As always, his work is presented under the banner of LAByrinth Theater Company, featuring many of its regulars expertly directed by John Ortiz.

In three intense but gripping hours, Adly Guirgis creates his own little world, peopled with sadly believable characters burdened by the woes of today’s underclass.

Halfway Bitches Go Straight To Heaven, a phrase borrowed from a rap poem written by Kara Young’s 15-year-old Little Melba Diaz, takes place in a rundown Manhattan halfway house for women managed by a dedicated, indefatigable lady who cares far too much, Elizabeth Rodriguez as Miss Rivera. Its inhabitants comprise a wide cross-section of bad people, primarily from ethnic minorities, although most have their good moments.

So much happens that rather than a review, the play deserves a postgraduate thesis (and will probably get one in the fullness of time). A few of the more memorable stories and characters include the plight of trans Venus, sensitively portrayed by Esteban Andres Cruz. Their self-appointed mortal enemy is a seriously troubled former soldier, Liza Colon-Zyas quite terrifying in the role of Sarge.

The older generation is best personified by morbid, wheelchair-bound former actress Wanda Wheels and Rockaway Rosie, a calm soul who seems out of place in this institution. They are respectively played by Patrice Johnson Chevannes and Elizabeth Canavan.

As well as the adults, there are also trapped kids, one in thrall to her mad mother and losing her own opportunities to blossom, while others somehow remain buoyant in the hardest of circumstances.

In this madhouse, even David Anzuelo’s tattooed Catholic priest is a scrapper, having formerly been something as bad as many of his flock.

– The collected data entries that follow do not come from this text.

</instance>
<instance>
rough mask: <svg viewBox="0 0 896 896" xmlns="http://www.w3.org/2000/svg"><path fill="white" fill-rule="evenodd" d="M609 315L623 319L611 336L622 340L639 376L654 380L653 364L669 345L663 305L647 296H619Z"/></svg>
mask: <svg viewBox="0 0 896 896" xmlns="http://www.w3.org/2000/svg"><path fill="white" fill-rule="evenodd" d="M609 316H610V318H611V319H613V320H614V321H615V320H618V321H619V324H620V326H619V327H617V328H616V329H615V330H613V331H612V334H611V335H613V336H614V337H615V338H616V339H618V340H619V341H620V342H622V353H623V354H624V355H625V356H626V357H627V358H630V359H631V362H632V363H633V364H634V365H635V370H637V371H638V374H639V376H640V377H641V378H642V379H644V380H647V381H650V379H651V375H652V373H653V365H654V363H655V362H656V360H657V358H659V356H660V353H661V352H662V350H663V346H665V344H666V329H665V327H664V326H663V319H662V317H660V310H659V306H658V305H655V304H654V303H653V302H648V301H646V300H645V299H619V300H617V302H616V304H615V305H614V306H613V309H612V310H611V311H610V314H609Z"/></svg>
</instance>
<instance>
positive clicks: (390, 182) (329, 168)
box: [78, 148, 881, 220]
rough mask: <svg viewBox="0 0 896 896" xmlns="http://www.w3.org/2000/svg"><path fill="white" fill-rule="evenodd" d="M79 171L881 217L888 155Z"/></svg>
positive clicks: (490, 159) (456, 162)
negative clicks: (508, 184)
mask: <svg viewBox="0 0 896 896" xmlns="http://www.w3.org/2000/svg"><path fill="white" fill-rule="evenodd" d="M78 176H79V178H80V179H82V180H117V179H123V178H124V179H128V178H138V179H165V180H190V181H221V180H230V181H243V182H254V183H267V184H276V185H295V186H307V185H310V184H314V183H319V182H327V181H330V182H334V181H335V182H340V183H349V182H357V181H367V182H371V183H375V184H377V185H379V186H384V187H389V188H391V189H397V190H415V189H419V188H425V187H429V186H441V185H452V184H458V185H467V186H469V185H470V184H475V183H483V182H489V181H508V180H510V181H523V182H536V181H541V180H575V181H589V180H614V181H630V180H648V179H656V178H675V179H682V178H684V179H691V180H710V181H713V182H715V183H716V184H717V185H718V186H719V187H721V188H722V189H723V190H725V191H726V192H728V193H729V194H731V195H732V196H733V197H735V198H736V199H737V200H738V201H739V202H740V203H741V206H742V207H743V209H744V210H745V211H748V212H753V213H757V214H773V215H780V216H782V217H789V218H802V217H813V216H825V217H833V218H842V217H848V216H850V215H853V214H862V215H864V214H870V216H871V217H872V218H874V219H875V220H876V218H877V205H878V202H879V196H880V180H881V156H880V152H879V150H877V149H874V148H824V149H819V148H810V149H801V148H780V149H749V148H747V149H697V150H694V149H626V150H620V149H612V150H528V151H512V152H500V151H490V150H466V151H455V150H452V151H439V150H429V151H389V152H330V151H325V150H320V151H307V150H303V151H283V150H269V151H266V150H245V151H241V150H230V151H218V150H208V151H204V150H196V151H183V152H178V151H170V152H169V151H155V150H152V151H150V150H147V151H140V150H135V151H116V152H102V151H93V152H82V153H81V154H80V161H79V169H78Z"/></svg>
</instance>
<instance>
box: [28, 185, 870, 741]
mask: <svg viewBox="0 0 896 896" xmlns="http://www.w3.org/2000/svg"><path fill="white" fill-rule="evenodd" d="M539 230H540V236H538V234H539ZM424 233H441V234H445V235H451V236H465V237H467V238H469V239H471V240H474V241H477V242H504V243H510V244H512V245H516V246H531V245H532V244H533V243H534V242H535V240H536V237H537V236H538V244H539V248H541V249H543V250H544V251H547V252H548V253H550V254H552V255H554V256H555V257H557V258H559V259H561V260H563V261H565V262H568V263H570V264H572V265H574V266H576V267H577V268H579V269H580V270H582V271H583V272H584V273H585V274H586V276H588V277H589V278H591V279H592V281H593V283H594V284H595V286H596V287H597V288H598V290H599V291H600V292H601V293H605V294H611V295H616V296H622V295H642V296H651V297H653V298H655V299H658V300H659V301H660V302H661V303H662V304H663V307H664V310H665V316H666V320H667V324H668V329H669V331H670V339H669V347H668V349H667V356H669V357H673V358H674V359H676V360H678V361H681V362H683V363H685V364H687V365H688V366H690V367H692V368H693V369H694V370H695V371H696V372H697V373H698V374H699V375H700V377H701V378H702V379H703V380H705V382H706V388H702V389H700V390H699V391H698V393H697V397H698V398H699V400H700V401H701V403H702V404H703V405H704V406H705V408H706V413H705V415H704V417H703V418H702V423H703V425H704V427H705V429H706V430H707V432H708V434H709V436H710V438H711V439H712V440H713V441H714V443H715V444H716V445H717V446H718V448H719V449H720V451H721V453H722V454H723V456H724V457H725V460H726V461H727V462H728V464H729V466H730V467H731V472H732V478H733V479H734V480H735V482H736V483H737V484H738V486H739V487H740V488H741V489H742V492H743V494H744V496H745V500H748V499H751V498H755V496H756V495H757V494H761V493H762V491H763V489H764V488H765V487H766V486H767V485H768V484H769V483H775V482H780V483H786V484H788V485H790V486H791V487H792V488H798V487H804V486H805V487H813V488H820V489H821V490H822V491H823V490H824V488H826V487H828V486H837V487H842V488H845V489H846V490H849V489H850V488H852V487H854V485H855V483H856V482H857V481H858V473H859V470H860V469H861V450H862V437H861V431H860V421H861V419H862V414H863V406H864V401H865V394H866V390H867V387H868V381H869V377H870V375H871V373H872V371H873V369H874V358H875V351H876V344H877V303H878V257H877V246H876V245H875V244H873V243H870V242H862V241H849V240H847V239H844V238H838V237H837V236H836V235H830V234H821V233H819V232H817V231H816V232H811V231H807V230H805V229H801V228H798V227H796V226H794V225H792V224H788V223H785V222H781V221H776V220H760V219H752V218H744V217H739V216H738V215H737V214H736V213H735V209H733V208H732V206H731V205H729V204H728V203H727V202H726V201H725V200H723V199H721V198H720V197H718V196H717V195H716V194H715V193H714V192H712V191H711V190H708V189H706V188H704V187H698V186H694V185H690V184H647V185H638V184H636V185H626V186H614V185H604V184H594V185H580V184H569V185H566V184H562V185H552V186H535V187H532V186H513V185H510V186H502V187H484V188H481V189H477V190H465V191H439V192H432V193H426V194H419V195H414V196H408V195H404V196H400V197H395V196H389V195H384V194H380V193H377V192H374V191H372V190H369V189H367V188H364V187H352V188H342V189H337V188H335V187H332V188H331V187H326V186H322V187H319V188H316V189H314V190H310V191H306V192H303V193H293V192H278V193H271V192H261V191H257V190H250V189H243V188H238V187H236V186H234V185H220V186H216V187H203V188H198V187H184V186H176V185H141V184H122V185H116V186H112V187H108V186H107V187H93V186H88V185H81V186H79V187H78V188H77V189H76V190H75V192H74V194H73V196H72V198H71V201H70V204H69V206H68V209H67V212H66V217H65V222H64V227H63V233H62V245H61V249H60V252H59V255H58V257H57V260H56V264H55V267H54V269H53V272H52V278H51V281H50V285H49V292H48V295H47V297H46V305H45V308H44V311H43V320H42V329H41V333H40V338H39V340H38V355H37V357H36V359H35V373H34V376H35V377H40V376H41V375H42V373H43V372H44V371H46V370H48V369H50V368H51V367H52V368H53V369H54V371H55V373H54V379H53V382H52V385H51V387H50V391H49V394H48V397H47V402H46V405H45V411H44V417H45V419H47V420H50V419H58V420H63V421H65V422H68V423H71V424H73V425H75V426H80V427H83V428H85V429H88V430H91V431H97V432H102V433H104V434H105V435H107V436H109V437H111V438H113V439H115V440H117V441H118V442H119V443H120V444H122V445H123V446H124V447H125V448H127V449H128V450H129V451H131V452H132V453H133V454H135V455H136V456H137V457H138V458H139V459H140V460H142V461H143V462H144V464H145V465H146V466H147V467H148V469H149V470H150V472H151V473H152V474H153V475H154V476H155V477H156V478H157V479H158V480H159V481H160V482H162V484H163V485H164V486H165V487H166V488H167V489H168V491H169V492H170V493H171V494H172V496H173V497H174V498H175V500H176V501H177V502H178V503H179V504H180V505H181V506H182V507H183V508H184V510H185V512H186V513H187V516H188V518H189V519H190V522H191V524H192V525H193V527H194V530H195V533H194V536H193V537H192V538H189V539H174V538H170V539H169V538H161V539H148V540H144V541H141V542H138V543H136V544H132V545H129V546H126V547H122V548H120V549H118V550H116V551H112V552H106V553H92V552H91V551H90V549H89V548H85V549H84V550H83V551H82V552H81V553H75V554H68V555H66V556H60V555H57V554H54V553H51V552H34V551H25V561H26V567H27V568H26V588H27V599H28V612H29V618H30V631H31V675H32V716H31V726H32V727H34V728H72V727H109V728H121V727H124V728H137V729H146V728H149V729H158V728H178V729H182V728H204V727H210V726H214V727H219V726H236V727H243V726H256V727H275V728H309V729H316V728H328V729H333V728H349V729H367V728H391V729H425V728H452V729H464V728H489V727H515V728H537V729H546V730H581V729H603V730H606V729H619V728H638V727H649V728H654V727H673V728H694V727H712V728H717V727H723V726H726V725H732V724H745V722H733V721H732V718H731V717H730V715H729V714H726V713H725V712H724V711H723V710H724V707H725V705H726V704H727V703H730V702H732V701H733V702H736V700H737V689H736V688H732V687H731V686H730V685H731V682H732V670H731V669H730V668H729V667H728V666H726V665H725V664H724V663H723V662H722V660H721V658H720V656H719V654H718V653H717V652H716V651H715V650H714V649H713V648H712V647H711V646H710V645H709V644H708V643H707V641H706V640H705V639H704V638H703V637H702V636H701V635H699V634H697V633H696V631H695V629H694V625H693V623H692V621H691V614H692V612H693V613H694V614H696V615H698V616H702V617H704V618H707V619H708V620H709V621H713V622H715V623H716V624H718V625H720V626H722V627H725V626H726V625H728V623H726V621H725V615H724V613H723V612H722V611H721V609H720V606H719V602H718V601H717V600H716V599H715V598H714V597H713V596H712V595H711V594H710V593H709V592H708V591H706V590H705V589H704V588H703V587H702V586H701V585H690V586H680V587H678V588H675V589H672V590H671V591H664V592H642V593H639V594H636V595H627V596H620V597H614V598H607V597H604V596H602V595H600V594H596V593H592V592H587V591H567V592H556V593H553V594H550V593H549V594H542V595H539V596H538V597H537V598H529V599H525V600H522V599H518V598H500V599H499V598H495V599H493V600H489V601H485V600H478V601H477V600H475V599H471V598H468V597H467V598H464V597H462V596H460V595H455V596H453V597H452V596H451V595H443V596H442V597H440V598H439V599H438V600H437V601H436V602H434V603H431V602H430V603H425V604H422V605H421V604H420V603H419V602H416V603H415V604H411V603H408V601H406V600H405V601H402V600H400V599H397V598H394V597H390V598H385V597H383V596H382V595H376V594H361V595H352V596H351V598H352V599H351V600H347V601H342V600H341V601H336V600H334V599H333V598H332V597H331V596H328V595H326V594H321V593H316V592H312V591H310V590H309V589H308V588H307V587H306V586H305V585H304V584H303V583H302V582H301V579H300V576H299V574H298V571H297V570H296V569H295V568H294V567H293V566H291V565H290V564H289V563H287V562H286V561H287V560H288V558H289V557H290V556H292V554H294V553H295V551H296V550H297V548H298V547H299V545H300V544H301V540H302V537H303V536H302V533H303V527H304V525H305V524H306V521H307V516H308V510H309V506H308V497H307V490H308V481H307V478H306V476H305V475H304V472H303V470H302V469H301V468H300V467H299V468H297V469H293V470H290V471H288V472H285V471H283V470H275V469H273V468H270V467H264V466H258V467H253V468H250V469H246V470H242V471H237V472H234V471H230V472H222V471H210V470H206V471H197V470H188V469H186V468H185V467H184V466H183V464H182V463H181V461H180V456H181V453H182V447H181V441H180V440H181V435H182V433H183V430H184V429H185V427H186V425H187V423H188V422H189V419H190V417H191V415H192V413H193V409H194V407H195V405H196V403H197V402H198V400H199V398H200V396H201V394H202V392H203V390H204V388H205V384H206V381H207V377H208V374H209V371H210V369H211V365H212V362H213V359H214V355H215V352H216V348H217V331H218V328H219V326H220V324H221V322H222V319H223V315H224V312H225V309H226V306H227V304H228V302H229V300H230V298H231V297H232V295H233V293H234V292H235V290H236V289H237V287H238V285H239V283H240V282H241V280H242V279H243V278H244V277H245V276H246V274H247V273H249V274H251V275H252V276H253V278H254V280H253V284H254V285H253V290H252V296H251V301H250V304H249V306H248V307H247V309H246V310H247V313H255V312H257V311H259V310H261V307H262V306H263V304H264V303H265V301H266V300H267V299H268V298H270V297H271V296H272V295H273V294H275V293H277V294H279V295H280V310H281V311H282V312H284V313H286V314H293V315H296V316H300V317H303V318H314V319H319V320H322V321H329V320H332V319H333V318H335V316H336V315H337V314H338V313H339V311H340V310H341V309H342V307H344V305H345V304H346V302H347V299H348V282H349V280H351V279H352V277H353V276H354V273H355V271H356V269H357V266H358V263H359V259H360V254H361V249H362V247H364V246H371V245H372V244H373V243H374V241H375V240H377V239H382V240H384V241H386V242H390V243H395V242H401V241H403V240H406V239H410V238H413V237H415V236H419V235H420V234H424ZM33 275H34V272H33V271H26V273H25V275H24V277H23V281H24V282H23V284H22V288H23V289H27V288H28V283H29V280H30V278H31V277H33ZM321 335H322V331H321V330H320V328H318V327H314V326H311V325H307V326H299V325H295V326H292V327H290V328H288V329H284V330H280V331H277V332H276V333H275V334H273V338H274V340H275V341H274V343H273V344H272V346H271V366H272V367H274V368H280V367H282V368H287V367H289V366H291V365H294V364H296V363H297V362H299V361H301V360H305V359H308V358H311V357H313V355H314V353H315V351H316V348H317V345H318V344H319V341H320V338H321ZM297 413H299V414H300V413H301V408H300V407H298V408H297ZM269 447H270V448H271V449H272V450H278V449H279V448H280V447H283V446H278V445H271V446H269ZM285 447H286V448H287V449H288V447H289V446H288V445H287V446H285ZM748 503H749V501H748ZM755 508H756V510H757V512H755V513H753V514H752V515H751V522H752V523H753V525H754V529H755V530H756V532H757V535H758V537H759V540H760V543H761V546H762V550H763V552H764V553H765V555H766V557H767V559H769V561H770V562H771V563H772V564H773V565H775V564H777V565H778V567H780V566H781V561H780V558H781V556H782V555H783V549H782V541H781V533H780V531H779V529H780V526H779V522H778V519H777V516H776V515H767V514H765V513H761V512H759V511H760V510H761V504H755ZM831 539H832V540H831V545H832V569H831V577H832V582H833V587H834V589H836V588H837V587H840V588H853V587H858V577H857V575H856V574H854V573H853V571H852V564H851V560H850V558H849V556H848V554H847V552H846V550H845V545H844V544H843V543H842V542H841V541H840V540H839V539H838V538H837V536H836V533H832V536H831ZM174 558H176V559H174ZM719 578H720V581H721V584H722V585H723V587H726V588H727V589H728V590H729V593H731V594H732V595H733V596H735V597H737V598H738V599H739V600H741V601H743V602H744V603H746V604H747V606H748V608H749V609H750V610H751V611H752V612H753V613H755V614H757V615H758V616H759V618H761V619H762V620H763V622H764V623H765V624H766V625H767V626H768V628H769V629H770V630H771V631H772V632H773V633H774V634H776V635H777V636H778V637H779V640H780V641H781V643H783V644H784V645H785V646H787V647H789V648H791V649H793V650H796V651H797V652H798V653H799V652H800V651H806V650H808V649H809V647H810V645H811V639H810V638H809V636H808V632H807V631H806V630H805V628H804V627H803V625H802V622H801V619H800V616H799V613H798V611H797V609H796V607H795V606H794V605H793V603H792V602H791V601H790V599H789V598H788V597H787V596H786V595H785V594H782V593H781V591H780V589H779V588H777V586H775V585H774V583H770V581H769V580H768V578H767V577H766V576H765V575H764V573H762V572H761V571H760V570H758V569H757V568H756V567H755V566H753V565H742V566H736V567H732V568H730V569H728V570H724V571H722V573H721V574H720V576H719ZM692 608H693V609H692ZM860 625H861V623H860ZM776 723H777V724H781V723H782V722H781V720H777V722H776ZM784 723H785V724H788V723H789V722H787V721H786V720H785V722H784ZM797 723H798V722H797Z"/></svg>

Life, death, the universe and even a little love come under the microscope, as well as alcoholism, drug taking, casual violence and long screeds of verbal abuse, but also speeches of great poetry and beauty that speak volumes.

Having created something like 20 unique contributors (including a babe in arms and a goat called Mr Skittles), each with his or her own problems, Stephen Adly Guirgis then fleshes out their lives.

In doing so, he makes viewers care deeply about the plight of people whom they would cross the street to avoid in real life, which is the main value of this piece. In amongst all the horrors, there is also enough black humour to make the experience more bearable.

Neil Pepe who runs Atlantic Theater Company is to be congratulated on staging such an ambitious and presumably costly piece of theatre. One can only hope that he is rewarded with a transfer to Broadway and, in the not-too-distant future, London too.